I have arrived in familiar London! I left from the new International Terminal at Hartsfield which really shook me up – it’s very shiny but it lacks the brutalist charm of the old terminal. It’s also the site of egregious highway robbery – nine-whole-dollars and ten cents for a beer served to me from a dinky little “bar” that occupied a dark corner of a bare-bones food court. It looked to be an afterthought, and if it weren’t for the curious fellow bellowing like an inbred carnie from behind the counter I might not have even noticed it there.
The plane ride was painless. I sat next to two handsome Slovakian guys who’d inexplicably spent their time in the US in Acworth. Something about a church. They had about 30 letters in ostentatiously bubbly handwriting from their sisters-in-God that they were under strict instruction to “oPeN oN tHe PlAnE ❤ xox.” They told me that America felt like a movie.
I went through Immigration and was thoroughly intimidated by the stern lady behind the desk – it reminded me of my favorite quote from A Confederacy of Dunces – “You can always tell an employee of the government by the total vacancy that occupies the space where most other people have faces.” You know the type – a hybrid between a headmistress and a carrot.
I was greeted at the airport by Mark, a chatty limousine driver who grew up on the same street as my dad. Mark speaks precisely and carefully about everything – “I’ve just parked 60 feet ahead in the 11o’clock position.” A shining example of the quiet eccentricity of the British!

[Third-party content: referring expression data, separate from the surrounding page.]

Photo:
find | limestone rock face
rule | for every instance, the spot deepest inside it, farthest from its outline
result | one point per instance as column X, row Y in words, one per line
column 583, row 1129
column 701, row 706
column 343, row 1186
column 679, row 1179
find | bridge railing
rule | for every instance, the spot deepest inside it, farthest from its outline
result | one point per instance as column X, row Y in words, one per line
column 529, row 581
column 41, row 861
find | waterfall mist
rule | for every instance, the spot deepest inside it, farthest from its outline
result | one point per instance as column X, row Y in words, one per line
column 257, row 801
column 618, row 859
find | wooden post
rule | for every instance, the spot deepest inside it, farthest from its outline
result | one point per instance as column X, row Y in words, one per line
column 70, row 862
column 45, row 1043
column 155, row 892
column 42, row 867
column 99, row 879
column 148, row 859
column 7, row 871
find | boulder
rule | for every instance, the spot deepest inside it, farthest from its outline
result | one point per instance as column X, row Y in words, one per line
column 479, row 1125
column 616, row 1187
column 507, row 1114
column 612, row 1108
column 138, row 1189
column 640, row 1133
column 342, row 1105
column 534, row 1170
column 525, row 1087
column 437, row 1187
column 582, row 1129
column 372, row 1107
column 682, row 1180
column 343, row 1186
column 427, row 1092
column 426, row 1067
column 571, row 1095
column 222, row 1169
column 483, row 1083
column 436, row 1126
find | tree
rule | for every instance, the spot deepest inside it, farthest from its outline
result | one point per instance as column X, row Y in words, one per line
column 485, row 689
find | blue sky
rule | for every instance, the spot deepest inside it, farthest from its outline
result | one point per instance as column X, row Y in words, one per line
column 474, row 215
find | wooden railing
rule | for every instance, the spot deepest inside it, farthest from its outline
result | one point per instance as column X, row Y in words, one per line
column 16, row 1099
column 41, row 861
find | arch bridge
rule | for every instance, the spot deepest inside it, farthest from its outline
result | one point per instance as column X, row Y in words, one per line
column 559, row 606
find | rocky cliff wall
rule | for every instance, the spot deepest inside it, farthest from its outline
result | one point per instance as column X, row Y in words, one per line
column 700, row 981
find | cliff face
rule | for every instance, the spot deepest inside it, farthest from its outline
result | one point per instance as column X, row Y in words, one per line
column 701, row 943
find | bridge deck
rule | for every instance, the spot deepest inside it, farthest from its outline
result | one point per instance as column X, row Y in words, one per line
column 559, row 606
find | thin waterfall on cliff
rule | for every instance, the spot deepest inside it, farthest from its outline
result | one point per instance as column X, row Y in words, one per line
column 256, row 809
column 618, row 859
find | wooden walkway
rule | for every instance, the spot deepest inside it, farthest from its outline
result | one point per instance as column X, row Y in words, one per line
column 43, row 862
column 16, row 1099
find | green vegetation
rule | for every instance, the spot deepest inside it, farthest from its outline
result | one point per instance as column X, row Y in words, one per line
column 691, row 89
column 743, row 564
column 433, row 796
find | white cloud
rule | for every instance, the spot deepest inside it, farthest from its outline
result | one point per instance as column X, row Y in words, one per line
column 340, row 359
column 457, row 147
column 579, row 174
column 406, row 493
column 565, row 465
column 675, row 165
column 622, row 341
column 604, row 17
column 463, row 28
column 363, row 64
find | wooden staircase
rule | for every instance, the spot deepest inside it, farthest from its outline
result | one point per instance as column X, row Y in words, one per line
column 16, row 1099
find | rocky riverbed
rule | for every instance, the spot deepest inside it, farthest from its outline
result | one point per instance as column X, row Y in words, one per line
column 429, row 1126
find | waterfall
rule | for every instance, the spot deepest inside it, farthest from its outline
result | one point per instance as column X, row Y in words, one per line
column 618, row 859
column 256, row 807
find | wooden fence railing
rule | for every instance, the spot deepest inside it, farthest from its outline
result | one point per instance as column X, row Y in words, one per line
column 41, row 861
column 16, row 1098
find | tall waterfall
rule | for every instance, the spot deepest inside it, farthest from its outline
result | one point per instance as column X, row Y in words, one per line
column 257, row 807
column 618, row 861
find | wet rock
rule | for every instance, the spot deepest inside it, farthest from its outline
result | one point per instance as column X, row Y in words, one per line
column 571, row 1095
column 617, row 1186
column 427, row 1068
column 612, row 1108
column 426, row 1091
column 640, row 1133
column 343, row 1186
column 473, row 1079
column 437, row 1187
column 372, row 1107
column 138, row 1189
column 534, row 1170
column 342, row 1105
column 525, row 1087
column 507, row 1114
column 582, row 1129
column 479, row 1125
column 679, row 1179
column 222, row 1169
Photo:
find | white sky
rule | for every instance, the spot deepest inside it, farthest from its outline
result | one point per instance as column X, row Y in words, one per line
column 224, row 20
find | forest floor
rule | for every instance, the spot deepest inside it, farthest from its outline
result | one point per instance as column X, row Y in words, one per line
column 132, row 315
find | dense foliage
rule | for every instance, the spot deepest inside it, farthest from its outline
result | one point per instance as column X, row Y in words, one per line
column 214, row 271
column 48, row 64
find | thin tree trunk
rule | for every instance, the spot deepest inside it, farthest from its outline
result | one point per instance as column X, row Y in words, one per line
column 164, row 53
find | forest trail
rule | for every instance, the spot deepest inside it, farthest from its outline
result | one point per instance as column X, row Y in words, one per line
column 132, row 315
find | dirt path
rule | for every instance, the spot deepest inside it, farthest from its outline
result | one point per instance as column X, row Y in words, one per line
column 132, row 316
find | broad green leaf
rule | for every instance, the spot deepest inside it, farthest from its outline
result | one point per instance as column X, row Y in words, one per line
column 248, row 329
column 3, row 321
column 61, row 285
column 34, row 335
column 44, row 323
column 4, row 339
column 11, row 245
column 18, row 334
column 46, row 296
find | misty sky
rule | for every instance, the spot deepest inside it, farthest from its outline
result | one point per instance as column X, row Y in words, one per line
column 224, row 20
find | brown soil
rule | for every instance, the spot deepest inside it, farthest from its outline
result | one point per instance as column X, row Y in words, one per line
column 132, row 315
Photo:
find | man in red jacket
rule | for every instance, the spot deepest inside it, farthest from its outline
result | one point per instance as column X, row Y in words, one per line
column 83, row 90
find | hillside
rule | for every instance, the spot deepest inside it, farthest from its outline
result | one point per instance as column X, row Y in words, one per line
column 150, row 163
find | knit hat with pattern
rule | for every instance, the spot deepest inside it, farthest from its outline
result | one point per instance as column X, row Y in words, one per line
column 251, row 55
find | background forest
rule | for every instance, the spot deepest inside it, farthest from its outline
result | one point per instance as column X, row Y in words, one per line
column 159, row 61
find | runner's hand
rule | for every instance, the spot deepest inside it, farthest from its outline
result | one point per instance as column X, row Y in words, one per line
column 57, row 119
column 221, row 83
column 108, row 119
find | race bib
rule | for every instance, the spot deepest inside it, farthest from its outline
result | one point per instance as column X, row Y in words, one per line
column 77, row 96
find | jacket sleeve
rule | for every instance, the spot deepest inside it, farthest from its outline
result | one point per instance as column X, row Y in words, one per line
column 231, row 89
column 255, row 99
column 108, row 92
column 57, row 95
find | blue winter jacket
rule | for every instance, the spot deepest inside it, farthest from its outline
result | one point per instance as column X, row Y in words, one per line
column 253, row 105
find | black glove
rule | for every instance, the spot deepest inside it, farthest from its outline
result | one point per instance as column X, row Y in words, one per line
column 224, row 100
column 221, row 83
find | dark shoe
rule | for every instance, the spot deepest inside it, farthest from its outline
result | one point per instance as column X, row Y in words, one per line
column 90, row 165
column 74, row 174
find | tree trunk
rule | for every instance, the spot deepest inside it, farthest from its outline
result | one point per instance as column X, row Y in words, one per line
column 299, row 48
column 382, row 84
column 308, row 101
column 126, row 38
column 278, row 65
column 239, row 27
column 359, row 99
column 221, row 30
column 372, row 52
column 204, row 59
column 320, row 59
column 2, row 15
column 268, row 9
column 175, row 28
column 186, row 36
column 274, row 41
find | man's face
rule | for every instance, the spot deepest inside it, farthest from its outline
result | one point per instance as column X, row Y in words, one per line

I hadn’t seen my grandparents in two years and it was great to be back at Number 4 last night for dinner. All of the original houses on their road have been knocked down and replaced with sprawling mansions, rendering their house a total anachronism. It’s very strange and comforting to go back to that time capsule every summer. I get a little older and they get a lot older, but the smell in the closet underneath the stairs (must and wood varnish) hasn’t changed in 50 years and the ancient grandfather clock in the hall still lets out a brazen knell every hour.
When I was little, my grandfather took the cover off the clock so I could see the guts inside. I stuck my hand in the dust on the top of the cover as an innocent form of graffiti, and my grandfather has since made a tradition of the dusty handprint. You can still see it – my hands at different stages of growth, each faded to varying degrees by dust. It’s an oddly metaphoric way of measuring time.